This elegant sculpture depicts the moment when Buddha Shakyamuni achieves enlightenment: Having withstood the celestial king Mara’s temptations, the Buddha sits under the Bodhi tree in meditation as Mara’s armies make a final attempt at upstaging him. In his deep introspective state, Buddha touches the ground with a single finger and calls upon the earth to witness his enlightenment and ward off Mara’s armies.
Seated in meditation posture on a double-lotus base, with his hands in the earth touching gesture, the richly-gilt figure wears a diaphanous robe with a rice-grain hemline. The present work exhibits many features closely relating to the sculptural tradition of Khasa Malla, a kingdom that ruled the Karnali Basin in Western Nepal and part of Western Tibet between the twelfth and fourteenth centuries. The figure’s face, for example, is absent of the Newari broad forehead, and his eyebrows are high and slanting. He has a sharp nose with plump lips, and his eyes have wavy lids that widen at the sides. These features exhibit a clear syncretism of stylistic elements from the Kathmandu Valley, Western Tibet, and Pala India.

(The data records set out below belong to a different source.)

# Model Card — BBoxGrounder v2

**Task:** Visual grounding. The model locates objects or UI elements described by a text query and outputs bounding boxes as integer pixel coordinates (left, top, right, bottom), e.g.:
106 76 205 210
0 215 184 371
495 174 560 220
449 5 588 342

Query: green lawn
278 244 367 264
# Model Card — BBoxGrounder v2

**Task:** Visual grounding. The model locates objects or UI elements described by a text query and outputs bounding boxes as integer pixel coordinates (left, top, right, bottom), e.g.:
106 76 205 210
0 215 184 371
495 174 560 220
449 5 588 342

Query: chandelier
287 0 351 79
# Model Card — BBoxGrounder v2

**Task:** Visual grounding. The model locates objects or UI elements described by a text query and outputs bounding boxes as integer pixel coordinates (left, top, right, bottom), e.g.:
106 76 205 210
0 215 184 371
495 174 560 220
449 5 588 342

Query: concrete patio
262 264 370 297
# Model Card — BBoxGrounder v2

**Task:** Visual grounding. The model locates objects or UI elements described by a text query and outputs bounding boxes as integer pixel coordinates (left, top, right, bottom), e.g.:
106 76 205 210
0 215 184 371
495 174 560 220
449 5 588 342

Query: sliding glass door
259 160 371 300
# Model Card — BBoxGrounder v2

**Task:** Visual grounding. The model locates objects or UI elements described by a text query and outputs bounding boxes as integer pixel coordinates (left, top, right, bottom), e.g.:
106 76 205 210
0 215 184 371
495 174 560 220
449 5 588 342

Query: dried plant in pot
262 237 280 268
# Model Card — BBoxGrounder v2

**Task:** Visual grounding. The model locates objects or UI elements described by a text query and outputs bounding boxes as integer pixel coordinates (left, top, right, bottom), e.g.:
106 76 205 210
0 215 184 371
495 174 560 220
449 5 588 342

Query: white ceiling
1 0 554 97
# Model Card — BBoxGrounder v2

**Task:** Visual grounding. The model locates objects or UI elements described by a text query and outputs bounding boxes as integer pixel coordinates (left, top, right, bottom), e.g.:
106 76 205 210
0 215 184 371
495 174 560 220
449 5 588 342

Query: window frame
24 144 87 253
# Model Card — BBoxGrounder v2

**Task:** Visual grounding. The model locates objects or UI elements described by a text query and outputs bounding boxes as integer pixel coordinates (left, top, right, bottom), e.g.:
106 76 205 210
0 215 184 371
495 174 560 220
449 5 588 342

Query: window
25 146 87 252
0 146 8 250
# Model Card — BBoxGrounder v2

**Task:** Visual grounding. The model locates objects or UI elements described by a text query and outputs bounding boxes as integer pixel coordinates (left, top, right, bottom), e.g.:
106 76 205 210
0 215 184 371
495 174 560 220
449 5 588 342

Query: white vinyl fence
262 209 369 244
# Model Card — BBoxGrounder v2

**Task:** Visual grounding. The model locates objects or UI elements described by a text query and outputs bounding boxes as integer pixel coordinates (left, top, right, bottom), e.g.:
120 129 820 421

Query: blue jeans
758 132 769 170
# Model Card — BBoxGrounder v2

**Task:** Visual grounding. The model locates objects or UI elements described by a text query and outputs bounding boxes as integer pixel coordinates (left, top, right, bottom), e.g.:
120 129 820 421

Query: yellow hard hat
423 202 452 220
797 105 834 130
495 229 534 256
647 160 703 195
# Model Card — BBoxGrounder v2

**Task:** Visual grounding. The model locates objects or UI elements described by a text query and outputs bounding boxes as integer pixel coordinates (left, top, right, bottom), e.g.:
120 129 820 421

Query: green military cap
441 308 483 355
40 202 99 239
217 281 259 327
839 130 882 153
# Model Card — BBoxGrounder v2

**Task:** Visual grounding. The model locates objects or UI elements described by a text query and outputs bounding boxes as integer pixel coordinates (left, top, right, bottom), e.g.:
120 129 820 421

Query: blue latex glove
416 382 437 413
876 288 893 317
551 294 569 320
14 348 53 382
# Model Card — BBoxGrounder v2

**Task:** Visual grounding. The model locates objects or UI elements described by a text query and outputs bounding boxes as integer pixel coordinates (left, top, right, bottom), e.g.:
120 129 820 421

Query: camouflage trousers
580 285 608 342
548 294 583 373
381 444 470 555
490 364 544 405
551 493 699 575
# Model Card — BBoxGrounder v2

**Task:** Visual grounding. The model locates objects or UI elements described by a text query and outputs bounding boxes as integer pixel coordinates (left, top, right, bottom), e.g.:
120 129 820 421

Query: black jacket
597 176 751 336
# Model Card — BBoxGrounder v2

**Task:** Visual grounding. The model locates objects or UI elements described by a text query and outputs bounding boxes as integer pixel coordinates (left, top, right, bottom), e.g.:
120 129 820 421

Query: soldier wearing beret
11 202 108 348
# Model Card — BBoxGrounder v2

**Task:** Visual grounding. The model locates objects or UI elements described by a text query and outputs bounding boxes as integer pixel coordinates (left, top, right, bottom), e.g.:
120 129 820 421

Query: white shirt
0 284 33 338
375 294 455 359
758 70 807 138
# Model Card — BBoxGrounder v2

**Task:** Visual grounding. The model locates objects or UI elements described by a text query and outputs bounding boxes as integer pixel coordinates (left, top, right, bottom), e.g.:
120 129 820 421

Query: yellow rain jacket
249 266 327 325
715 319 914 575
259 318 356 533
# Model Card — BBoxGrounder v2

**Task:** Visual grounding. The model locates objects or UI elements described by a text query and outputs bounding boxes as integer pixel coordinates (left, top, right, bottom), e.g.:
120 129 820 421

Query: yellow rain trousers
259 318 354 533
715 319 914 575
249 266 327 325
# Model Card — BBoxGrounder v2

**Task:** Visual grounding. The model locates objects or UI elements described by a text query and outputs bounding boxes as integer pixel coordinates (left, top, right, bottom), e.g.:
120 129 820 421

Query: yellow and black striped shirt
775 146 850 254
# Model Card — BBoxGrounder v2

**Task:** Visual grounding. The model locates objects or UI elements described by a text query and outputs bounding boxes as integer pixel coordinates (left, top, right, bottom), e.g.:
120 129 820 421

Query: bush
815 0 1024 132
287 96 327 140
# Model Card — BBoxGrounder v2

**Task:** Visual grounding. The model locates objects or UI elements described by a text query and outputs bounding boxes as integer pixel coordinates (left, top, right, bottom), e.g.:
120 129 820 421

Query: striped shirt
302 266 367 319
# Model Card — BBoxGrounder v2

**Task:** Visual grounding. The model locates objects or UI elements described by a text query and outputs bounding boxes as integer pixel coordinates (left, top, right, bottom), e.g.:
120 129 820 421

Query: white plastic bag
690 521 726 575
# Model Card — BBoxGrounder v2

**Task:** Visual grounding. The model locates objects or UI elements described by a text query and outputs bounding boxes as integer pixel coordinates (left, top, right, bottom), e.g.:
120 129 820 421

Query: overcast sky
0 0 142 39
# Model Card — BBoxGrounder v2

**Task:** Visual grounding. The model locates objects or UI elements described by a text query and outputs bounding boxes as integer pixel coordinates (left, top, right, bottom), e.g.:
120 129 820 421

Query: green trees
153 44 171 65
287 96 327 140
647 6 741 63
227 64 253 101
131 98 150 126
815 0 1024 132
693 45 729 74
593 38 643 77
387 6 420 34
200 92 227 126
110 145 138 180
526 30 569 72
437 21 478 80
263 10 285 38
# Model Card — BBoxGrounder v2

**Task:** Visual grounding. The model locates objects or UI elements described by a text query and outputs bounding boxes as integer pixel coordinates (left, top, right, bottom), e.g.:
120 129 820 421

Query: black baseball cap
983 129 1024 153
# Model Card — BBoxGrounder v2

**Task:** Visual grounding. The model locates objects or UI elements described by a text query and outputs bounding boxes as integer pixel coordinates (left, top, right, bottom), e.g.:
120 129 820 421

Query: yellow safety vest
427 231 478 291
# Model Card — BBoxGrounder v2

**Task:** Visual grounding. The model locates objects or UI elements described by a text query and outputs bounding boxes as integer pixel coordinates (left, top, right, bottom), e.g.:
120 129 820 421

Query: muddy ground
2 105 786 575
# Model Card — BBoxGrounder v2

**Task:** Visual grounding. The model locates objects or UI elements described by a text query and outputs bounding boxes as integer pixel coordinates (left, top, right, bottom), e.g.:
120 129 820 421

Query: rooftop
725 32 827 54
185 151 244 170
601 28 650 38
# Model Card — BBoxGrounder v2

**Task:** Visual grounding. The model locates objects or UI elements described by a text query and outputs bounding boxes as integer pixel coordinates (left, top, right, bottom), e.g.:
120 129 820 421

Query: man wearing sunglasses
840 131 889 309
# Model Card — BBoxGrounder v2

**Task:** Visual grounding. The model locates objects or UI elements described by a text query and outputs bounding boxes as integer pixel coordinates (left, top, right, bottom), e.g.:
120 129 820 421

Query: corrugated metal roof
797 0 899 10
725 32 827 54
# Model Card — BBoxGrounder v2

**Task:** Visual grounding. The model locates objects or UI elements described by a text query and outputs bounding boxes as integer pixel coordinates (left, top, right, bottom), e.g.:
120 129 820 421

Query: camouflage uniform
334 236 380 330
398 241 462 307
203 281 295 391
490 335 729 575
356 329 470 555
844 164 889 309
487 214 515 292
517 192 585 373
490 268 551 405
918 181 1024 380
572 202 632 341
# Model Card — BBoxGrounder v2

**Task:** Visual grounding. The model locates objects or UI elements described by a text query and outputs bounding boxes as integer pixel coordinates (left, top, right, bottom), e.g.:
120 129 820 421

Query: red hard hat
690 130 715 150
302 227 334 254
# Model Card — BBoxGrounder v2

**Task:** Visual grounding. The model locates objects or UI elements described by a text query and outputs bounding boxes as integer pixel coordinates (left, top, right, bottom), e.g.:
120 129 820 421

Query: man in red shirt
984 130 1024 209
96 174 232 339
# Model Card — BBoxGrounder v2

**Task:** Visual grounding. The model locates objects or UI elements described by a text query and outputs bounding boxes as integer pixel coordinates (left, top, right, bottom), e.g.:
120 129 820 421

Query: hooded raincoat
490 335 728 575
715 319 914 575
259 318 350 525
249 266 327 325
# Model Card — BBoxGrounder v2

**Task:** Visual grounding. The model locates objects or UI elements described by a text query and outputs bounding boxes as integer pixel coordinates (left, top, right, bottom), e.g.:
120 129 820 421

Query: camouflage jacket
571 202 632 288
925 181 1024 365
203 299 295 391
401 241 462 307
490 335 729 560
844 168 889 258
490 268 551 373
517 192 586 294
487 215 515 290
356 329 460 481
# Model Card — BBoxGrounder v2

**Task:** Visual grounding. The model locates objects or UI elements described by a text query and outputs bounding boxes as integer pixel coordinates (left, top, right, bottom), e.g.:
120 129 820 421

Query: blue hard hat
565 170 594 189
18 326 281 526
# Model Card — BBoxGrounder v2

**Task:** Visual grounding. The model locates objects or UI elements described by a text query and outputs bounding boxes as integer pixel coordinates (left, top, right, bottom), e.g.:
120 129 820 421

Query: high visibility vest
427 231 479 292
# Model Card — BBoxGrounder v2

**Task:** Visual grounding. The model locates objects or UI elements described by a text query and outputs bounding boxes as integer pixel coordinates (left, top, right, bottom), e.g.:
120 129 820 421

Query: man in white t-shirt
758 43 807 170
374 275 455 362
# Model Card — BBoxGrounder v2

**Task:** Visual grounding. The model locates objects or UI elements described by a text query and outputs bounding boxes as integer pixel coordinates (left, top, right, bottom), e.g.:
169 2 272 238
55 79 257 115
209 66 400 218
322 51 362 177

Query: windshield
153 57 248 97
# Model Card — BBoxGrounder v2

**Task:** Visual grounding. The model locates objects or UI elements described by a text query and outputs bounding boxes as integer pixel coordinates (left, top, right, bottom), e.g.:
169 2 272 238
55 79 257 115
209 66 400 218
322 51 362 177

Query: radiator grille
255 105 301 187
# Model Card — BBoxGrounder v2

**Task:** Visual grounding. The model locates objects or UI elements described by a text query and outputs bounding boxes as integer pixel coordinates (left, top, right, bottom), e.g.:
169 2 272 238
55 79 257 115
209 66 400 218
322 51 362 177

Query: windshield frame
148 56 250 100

The ushnisha or cranial protuberance of the Buddha has traces of ultramarine blue, an expensive pigment made from crushed lapis lazuli. This particular detail suggests that although this gilt-bronze figure was made and Nepal, it likely made its way to Tibet, as the application of blue pigments to the ushnisha was a uniquely Tibetan custom. Compare the style of the robe, the rendering of the face and the beaded edge along the double-lotus base on the present work with a larger gilt-bronze figure of Buddha sold at Bonhams New York, 21 April 2021, lot 20.